Reputation: 43
I've got this code with the purpose of getting the HTML code, and scrape it using bs4.
from urllib.request import urlopen as uReq
from bs4 import BeautifulSoup as soup
myUrl = '' #Here goes de the webpage.
# opening up connection and downloadind the page
uClient = uReq(myUrl)
pageHtml = uClient.read()
uClient.close()
#html parse
pageSoup = soup(pageHtml, "html.parser")
print(pageSoup)
However, it does not work, here are the errors shown by the terminal:
Traceback (most recent call last):
File "main.py", line 7, in <module>
uClient = uReq(myUrl)
File "C:\ProgramData\Anaconda3\lib\urllib\request.py", line 222, in urlopen
return opener.open(url, data, timeout)
File "C:\ProgramData\Anaconda3\lib\urllib\request.py", line 531, in open
response = meth(req, response)
File "C:\ProgramData\Anaconda3\lib\urllib\request.py", line 640, in http_response
response = self.parent.error(
File "C:\ProgramData\Anaconda3\lib\urllib\request.py", line 569, in error
return self._call_chain(*args)
File "C:\ProgramData\Anaconda3\lib\urllib\request.py", line 502, in _call_chain
result = func(*args)
File "C:\ProgramData\Anaconda3\lib\urllib\request.py", line 649, in http_error_default
raise HTTPError(req.full_url, code, msg, hdrs, fp)
urllib.error.HTTPError: HTTP Error 403: Forbidden
Upvotes: 0
Views: 1853
Reputation: 366
You are missing some headers that the site may require.
I suggests using requests
package instead of urllib
, as it's more flexible.
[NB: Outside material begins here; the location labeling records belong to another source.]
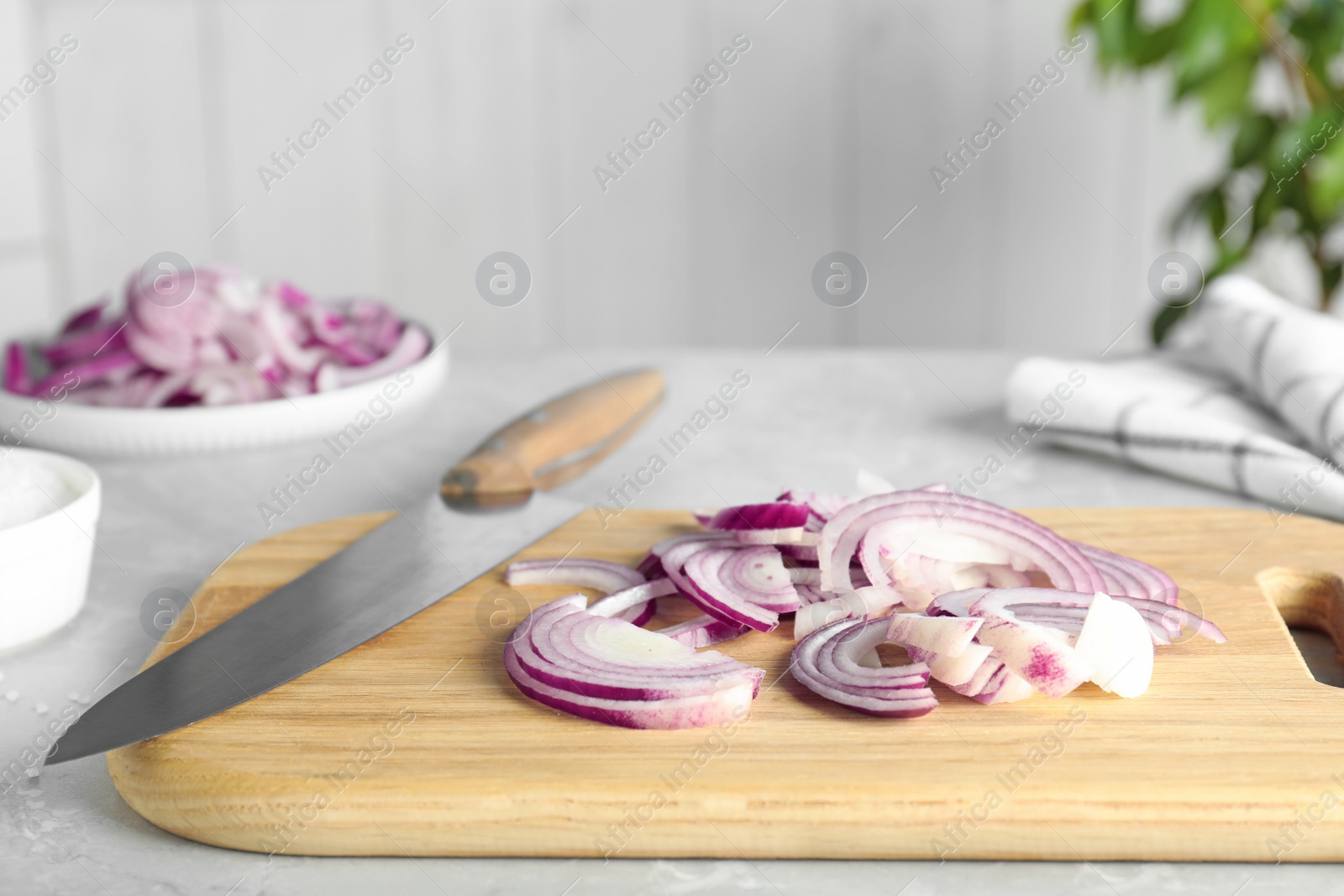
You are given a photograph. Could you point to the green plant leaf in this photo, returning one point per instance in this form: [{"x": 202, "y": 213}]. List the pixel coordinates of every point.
[{"x": 1253, "y": 139}]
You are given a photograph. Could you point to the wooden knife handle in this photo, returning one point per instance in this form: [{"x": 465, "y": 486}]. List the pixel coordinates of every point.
[
  {"x": 1307, "y": 600},
  {"x": 555, "y": 443}
]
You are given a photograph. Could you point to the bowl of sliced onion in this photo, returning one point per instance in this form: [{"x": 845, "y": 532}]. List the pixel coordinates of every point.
[{"x": 212, "y": 360}]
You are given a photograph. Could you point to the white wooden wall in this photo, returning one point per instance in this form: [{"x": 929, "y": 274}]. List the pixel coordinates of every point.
[{"x": 820, "y": 140}]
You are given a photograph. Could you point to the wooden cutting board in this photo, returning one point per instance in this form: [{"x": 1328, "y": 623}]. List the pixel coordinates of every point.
[{"x": 417, "y": 743}]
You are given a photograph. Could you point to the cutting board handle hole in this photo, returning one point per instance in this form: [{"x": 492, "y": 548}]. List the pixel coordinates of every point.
[{"x": 1312, "y": 605}]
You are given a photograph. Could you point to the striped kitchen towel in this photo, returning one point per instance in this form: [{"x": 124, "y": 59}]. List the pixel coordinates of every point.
[
  {"x": 1183, "y": 422},
  {"x": 1287, "y": 358}
]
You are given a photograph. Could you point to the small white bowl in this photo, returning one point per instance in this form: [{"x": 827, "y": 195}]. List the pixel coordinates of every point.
[
  {"x": 159, "y": 432},
  {"x": 45, "y": 562}
]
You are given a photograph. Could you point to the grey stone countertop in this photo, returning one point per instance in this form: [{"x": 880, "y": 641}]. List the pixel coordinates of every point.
[{"x": 806, "y": 419}]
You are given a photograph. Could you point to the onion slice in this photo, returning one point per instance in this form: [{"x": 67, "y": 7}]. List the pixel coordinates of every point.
[
  {"x": 609, "y": 671},
  {"x": 827, "y": 663}
]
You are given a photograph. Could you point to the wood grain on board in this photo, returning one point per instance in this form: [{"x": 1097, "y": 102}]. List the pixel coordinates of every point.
[{"x": 417, "y": 743}]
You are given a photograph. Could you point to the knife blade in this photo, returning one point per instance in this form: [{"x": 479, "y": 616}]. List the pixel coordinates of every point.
[{"x": 490, "y": 506}]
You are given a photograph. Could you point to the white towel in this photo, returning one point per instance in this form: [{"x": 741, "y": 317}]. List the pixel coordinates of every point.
[
  {"x": 1284, "y": 356},
  {"x": 1187, "y": 423}
]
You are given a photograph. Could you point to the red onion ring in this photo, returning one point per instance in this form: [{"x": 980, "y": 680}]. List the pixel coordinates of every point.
[{"x": 827, "y": 663}]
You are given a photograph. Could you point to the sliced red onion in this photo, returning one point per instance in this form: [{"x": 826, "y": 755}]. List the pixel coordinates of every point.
[
  {"x": 228, "y": 329},
  {"x": 636, "y": 604},
  {"x": 18, "y": 376},
  {"x": 823, "y": 504},
  {"x": 953, "y": 671},
  {"x": 81, "y": 344},
  {"x": 609, "y": 671},
  {"x": 797, "y": 537},
  {"x": 716, "y": 586},
  {"x": 1043, "y": 658},
  {"x": 1116, "y": 644},
  {"x": 1131, "y": 577},
  {"x": 620, "y": 584},
  {"x": 911, "y": 513},
  {"x": 1164, "y": 621},
  {"x": 703, "y": 631},
  {"x": 827, "y": 663},
  {"x": 600, "y": 575},
  {"x": 947, "y": 636},
  {"x": 779, "y": 515},
  {"x": 410, "y": 348},
  {"x": 864, "y": 604}
]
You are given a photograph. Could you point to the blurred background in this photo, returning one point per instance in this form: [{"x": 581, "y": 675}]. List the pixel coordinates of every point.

See a working example below:
import requests
url = "https://www.idealista.com/areas/alquiler-viviendas/?shape=%28%28wt_%7BF%60m%7Be%40njvAqoaXjzjFhecJ%7BebIfi%7DL%29%29"
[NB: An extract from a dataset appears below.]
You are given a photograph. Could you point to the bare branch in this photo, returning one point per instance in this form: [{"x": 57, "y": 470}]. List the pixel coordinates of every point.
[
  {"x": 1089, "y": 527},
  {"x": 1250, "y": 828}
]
querystring = {"shape":"((wt_{F`m{e@njvAqoaXjzjFhecJ{ebIfi}L))"}
payload = ""
headers = {
'authority': "www.idealista.com",
'cache-control': "max-age=0",
'upgrade-insecure-requests': "1",
'user-agent': "Mozilla/5.0 (Macintosh; Intel Mac OS X 10_15_6) AppleWebKit/537.36 (KHTML, like Gecko) Chrome/84.0.4147.125 Safari/537.36",
'accept': "text/html,application/xhtml+xml,application/xml;q=0.9,image/webp,image/apng,*/*;q=0.8,application/signed-exchange;v=b3;q=0.9",
'sec-fetch-site': "none",
'sec-fetch-mode': "navigate",
'sec-fetch-user': "?1",
'sec-fetch-dest': "document",
'accept-language': "en-US,en;q=0.9"
}
response = requests.request("GET", url, data=payload, headers=headers, params=querystring)
print(response.text)
From there you can parse the body using bs4:
pageSoup = soup(response.text, "html.parser")
However, beware that the site your are trying to scrape may show a CAPTCHA, so you'll probably need to rotate your user-agent
header and IP address.
Upvotes: 1
Reputation: 341
A HTTP 403 error which you have received means that the web server rejected the request for the page made by the script because it did not have permission/credentials to access it.
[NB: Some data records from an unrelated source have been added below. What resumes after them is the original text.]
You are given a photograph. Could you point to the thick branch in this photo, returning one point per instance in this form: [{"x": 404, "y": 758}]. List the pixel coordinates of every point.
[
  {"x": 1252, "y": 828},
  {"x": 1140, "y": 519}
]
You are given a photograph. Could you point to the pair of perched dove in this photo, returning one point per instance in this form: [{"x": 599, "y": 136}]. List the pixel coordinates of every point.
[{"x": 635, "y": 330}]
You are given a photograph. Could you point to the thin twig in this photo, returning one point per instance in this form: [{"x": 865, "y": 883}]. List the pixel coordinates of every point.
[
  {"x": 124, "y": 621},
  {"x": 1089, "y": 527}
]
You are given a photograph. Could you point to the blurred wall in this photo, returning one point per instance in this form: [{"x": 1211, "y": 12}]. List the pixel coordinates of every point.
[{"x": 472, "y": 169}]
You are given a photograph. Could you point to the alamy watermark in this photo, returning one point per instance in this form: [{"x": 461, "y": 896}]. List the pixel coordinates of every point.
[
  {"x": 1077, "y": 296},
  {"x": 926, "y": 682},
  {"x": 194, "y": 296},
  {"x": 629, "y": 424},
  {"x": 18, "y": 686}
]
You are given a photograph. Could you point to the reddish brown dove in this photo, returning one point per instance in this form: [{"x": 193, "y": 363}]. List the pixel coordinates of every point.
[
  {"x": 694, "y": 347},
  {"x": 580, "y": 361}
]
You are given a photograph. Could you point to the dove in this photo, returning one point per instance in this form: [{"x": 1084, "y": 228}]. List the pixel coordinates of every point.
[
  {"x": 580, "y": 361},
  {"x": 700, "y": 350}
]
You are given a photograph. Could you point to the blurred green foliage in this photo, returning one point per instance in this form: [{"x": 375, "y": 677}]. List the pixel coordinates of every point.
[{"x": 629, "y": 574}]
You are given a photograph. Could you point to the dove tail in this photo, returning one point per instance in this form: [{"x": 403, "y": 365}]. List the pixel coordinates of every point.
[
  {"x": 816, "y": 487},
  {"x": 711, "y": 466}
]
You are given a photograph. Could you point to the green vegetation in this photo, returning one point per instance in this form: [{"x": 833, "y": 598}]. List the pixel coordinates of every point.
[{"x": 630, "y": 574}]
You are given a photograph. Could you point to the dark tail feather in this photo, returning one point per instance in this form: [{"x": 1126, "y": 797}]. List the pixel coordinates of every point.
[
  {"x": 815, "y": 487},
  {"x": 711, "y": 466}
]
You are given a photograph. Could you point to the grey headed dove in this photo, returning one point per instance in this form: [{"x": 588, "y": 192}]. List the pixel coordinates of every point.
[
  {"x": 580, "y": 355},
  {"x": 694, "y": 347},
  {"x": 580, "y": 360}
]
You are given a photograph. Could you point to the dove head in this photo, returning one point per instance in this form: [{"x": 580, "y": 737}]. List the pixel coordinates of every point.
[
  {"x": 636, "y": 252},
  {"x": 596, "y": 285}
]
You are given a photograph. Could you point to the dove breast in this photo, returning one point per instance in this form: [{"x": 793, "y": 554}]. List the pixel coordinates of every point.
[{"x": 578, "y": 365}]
I can access the page in your example from here, so most likely what happened is that the web server noticed that you were trying to scrape it and banned your IP address from requesting any more pages. Web servers often do this to prevent scrapers from affecting its performance.
The web site explicitly forbids what you are trying to do in their terms here: https://www.idealista.com/ayuda/articulos/legal-statement/?lang=en
So I would suggest you contact the site owner to request an API to use (this probably won't be free though).
Upvotes: 0